I used to have a K-6 myself.

Andy
Take care,
                   Andy

Ubuntu-mate-18.04-desktop-amd64

http://www.goodnewsnetwork.org

Antariy

Jochen, what if add invoke SetProcessAffinityMask,1 into the init of the program? Maybe on mostly multicore AMD CPUs it just gets switch the thread from one core to another?

jj2007

Quote from: Antariy on April 11, 2013, 11:55:28 PM
Jochen, what if add invoke SetProcessAffinityMask,1 into the init of the program?
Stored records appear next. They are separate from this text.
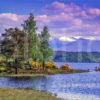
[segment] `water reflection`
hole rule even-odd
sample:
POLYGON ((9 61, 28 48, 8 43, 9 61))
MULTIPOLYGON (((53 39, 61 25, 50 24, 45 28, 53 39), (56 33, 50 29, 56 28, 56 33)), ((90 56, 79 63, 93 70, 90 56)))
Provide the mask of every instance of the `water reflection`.
POLYGON ((31 88, 51 93, 81 93, 100 97, 100 73, 0 78, 0 87, 31 88))

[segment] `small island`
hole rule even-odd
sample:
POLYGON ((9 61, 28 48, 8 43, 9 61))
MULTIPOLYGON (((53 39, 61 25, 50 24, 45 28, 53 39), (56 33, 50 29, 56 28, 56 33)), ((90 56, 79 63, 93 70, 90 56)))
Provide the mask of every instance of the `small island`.
MULTIPOLYGON (((72 69, 68 64, 60 68, 53 62, 53 50, 49 46, 50 34, 48 27, 38 33, 36 20, 31 13, 19 28, 5 29, 0 41, 0 77, 35 77, 52 74, 69 74, 88 72, 87 70, 72 69)), ((28 89, 0 89, 2 99, 13 100, 24 96, 30 100, 56 100, 48 94, 28 89), (8 93, 8 94, 7 94, 8 93), (24 93, 24 94, 23 94, 24 93), (3 96, 4 95, 4 96, 3 96)), ((26 100, 26 99, 24 99, 26 100)))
Maybe on mostly multicore AMD CPUs it just gets switch the thread from one core to another?

Alex,
I have been scratching my head all the time why the timings were so volatile on some CPUs... thanks for reminding me of SetProcessAffinityMask :t
I was deeply convinced that I had set it somewhere but nope, it just wasn't included :redface:

The good news is it's now included, see attachment.
The bad news is it doesn't make AMD any faster :icon_mrgreen:

dedndave

Quotethanks for reminding me of SetProcessAffinityMask

:icon_eek:
from the guy who has probably written more timing tests than anyone else - lol
they could probably run a little longer, too
1) select a single core
2) use Sleep,500 after that (or more) to bind and settle
3) try to make each test use about 0.5 seconds

prescott w/htt
Intel(R) Pentium(R) 4 CPU 3.00GHz (SSE3)
loop overhead is approx. 58/20 cycles

5899    cycles for 20 * Pow2 fist/fild
4082    cycles for 20 * pow qWord/Agner

5930    cycles for 20 * Pow2 fist/fild
4049    cycles for 20 * pow qWord/Agner

5925    cycles for 20 * Pow2 fist/fild
4096    cycles for 20 * pow qWord/Agner

Gunther

Jochen,

results from Pow2Timings3.zip:

Quote
Intel(R) Core(TM) i7-3770 CPU @ 3.40GHz (SSE4)
loop overhead is approx. 76/20 cycles

1029   cycles for 20 * Pow2 fist/fild
1503   cycles for 20 * pow qWord/Agner

1027   cycles for 20 * Pow2 fist/fild
1726   cycles for 20 * pow qWord/Agner

1639   cycles for 20 * Pow2 fist/fild
899   cycles for 20 * pow qWord/Agner

44   bytes for Pow2 fist/fild
90   bytes for pow qWord/Agner

--- ok ---

Gunther
You have to know the facts before you can distort them.

Antariy

Hi Jochen!

Quote from: jj2007 on April 12, 2013, 12:58:59 AM
I have been scratching my head all the time why the timings were so volatile on some CPUs... thanks for reminding me of SetProcessAffinityMask :t
I was deeply convinced that I had set it somewhere but nope, it just wasn't included :redface:

The good news is it's now included, see attachment.
The bad news is it doesn't make AMD any faster :icon_mrgreen:

:redface:

At least the timings now will not jump like crazy rabbits in other multicore-affected, and not only, tests where testbed could be used - you made it as very comprehensive template :t

jj2007

Quote from: Antariy on April 12, 2013, 02:12:06 PM
At least the timings now will not jump like crazy rabbits in other multicore-affected, and not only, tests where testbed could be used - you made it a very comprehensive template :t

Thanks, Alex.

Exp10, Exp2, ExpE and ExpXY are now implemented, see here.